認知症の人にやってはいけないことは?家族が心がけたいポイント
別府 拓紀 医師

監修者
別府 拓紀 医師

産業医科大学医学部卒業。初期臨床研修修了後、産業医科大学精神医学講座に入局。大学病院、市中病院、企業の専属産業医などを経て、2020年2月より、福岡県北九州市にある医療法人清陵会南ヶ丘病院で地域の精神科医療に従事。精神保健指定医、精神科専門医、老年精神医学会専門医、認知症サポート医、臨床精神神経薬理学専門医、公認心理師、メンタルヘルス運動指導士、健康スポーツ医、産業医。

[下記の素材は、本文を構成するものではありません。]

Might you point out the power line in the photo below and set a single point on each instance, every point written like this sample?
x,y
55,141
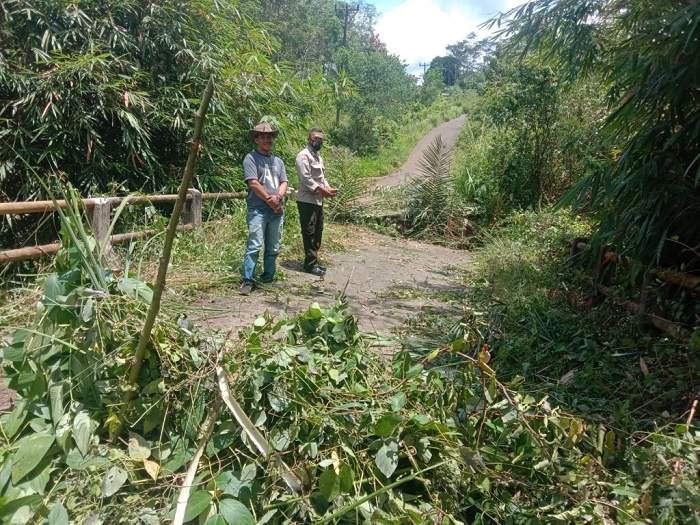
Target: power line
x,y
348,11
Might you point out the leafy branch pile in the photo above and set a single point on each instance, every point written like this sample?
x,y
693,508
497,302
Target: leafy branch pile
x,y
436,440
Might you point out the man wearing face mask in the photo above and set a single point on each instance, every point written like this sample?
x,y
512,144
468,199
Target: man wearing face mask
x,y
313,188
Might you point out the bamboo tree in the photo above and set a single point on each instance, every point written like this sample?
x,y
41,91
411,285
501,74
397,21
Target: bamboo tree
x,y
165,256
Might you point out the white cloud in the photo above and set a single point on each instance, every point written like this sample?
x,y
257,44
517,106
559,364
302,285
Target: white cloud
x,y
419,30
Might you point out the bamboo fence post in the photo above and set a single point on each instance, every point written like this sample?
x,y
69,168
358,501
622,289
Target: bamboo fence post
x,y
165,256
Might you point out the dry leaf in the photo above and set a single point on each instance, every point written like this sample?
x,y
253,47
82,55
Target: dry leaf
x,y
485,355
152,468
643,366
568,377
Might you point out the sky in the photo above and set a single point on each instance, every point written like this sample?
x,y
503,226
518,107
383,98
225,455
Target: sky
x,y
419,30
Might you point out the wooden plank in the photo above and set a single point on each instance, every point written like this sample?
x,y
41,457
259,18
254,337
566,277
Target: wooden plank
x,y
19,208
34,252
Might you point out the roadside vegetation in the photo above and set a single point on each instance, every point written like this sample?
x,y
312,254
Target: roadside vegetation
x,y
544,402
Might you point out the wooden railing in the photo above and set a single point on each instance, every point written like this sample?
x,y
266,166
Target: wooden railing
x,y
100,210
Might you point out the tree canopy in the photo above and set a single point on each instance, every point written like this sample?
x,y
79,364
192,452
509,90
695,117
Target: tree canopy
x,y
647,55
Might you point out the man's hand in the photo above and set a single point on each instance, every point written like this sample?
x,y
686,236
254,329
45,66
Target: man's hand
x,y
274,202
328,192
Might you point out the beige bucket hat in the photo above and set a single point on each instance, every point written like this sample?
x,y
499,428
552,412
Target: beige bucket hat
x,y
263,127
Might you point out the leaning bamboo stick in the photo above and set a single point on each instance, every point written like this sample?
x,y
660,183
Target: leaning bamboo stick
x,y
185,490
291,479
154,308
675,330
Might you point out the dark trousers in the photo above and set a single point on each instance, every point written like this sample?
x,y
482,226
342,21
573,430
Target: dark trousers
x,y
311,219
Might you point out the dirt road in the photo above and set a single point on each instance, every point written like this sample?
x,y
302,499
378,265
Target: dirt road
x,y
386,280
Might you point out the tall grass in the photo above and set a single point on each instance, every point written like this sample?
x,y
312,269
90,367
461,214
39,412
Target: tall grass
x,y
410,131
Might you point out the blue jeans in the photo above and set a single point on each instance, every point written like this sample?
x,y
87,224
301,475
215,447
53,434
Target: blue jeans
x,y
264,227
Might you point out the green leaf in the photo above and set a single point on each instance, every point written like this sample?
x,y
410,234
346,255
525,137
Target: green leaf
x,y
138,447
31,450
16,419
8,508
58,515
237,483
329,484
135,289
82,431
112,481
198,502
235,513
387,424
13,353
388,457
398,401
216,519
56,396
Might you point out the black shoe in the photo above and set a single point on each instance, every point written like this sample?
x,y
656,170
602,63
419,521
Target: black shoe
x,y
318,271
246,288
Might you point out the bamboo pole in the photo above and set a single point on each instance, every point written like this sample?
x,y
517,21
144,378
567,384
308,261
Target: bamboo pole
x,y
154,308
34,252
675,330
186,487
24,207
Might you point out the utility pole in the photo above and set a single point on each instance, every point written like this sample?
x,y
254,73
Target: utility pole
x,y
347,17
349,12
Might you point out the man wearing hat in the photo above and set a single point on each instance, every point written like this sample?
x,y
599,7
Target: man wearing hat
x,y
266,178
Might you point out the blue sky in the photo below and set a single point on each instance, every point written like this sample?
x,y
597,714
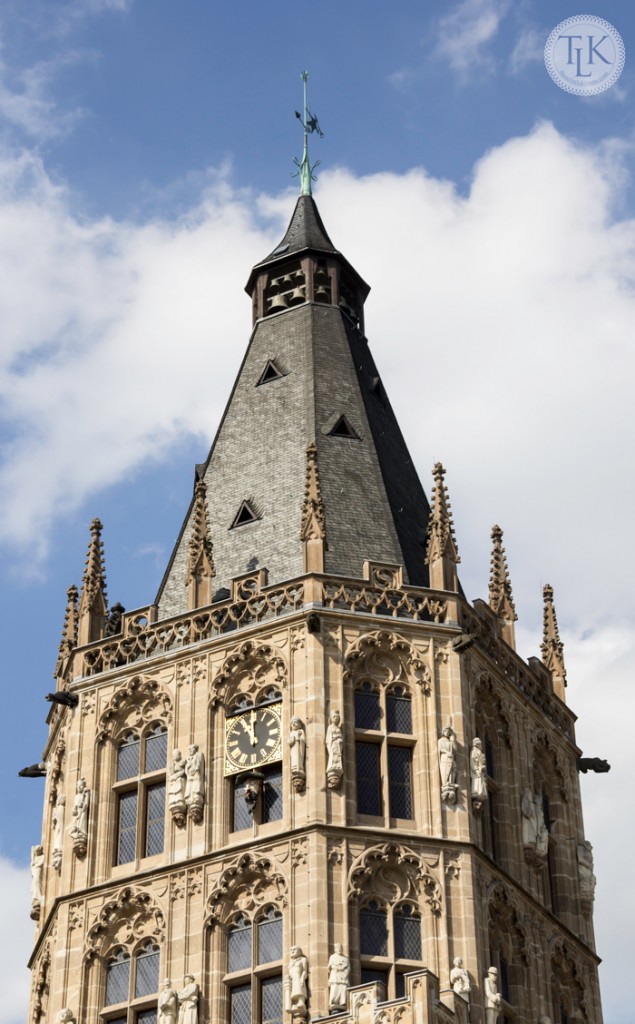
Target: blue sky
x,y
145,154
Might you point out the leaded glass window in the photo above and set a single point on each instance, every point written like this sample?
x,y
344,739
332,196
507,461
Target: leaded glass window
x,y
240,1005
141,801
155,819
239,945
271,998
407,926
270,937
127,826
272,795
128,758
369,781
398,711
374,930
368,710
118,979
400,781
146,971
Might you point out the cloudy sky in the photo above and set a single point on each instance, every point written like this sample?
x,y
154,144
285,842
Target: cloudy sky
x,y
145,152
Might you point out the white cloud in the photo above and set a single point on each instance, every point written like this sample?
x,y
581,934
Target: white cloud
x,y
502,323
463,36
15,942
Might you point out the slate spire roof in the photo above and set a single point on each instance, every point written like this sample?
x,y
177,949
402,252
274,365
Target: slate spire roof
x,y
373,502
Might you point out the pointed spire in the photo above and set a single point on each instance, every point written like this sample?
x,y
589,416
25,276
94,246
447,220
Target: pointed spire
x,y
552,647
312,528
92,603
501,599
201,564
441,551
69,633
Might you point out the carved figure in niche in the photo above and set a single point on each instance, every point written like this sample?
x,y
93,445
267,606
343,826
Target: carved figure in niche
x,y
494,999
37,869
176,788
188,1000
57,822
297,745
168,1004
335,743
460,979
78,829
448,765
585,871
542,837
297,990
339,979
195,784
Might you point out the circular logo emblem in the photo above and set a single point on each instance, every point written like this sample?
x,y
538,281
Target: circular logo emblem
x,y
585,55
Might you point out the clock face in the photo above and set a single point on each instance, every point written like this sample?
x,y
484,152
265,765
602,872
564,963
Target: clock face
x,y
252,738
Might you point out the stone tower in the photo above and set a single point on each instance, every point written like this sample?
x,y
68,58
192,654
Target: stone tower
x,y
310,780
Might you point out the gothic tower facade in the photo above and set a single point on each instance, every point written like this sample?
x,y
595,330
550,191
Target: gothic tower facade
x,y
310,779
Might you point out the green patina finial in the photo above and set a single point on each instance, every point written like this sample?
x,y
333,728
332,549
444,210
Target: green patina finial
x,y
309,124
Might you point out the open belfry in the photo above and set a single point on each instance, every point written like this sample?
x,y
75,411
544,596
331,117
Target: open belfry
x,y
310,780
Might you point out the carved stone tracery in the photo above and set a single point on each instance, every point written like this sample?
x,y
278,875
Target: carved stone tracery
x,y
248,669
131,915
386,658
248,883
393,873
133,706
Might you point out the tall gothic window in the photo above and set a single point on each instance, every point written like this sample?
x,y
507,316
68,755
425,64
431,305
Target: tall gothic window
x,y
131,986
384,752
389,944
140,795
253,980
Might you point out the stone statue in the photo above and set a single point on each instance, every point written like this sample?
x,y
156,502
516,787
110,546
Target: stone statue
x,y
37,869
78,829
448,765
188,998
530,821
460,979
195,784
339,979
478,774
494,999
168,1004
297,745
176,788
335,743
542,837
297,977
57,822
585,872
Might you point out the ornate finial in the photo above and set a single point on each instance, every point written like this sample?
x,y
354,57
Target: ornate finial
x,y
309,124
312,528
501,599
201,557
552,647
92,603
441,541
93,581
69,633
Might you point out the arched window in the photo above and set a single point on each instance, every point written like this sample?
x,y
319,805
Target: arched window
x,y
253,979
389,944
131,986
140,795
384,752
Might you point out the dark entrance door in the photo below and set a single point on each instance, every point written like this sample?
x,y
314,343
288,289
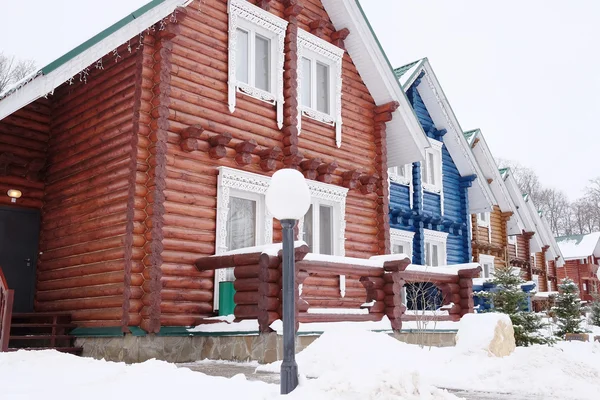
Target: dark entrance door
x,y
19,235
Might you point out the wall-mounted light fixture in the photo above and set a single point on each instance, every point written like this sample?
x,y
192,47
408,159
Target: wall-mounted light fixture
x,y
14,194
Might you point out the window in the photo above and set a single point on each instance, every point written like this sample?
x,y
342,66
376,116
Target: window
x,y
401,242
256,56
253,59
435,247
483,219
487,265
320,81
431,171
244,221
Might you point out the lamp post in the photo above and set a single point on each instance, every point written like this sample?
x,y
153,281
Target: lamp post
x,y
288,200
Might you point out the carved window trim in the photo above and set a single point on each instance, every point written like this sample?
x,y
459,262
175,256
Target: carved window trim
x,y
232,180
437,238
335,196
310,46
242,13
402,238
436,150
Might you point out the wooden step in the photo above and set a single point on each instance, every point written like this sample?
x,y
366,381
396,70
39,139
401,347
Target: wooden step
x,y
72,350
42,337
43,325
40,315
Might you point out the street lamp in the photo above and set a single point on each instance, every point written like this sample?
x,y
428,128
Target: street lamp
x,y
288,200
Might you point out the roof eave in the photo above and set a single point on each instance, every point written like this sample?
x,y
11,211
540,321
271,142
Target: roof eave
x,y
84,55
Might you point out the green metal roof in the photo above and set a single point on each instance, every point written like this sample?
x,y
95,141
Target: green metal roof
x,y
470,135
102,35
403,69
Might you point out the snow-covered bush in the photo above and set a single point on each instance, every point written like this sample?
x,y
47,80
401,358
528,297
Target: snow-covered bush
x,y
509,298
568,309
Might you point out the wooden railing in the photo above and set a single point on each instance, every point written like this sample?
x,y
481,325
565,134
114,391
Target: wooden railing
x,y
334,286
6,304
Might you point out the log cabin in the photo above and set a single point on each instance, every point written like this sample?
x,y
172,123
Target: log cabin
x,y
493,231
582,258
431,202
150,146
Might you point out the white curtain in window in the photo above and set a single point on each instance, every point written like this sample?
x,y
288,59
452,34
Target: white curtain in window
x,y
326,230
262,51
241,223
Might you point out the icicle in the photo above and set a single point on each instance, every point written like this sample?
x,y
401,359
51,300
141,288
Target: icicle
x,y
116,55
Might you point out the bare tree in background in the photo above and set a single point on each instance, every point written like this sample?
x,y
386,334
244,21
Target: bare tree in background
x,y
12,71
526,178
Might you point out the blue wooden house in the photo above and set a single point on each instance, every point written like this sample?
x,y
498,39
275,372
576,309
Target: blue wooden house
x,y
431,201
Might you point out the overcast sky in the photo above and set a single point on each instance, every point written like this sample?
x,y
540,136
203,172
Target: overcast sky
x,y
526,72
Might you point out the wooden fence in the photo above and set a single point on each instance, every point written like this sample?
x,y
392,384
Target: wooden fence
x,y
6,304
376,287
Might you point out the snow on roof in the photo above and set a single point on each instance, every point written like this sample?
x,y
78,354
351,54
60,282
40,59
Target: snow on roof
x,y
579,246
51,76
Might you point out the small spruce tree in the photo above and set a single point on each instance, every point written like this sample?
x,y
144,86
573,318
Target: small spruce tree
x,y
508,298
595,312
568,308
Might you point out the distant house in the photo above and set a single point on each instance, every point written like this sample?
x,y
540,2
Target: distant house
x,y
431,202
152,144
534,250
582,258
493,232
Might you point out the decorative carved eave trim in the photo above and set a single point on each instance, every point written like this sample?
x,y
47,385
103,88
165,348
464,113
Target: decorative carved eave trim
x,y
368,183
307,41
244,151
325,172
242,9
269,157
350,179
338,37
309,167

身近な人が認知症を発症した際、家族や周囲の方たちは認知症の人が捉えがちな感情を理解し、接し方に気を配る必要があります。今回は、認知症の人にやってはいけないことや言ってはいけない言葉をケース別にご紹介します。有効的な対処法もご紹介しますので、家族や周囲の対応によって認知症の進行を遅らせたいとお考えの方はぜひ参考にしてください。

この記事を読んでわかること

認知症の人に対してやってはいけないこととして、できなかったことを叱ったり行動に制限をかけてストレスを与えたりすることが挙げられます。また、周囲に認知症を発症していることを隠すのも良くありません。認知症の人に誤った対応をとり続けると症状が悪化する恐れがあるため、認知症に対する理解を深め、当事者が抱える不安を受け入れることを心がけましょう。認知症の症状が進むと家族に重い負担がかかるものですが、そんなときは自分たちだけで抱え込まず、ぜひ専門機関を頼ってください。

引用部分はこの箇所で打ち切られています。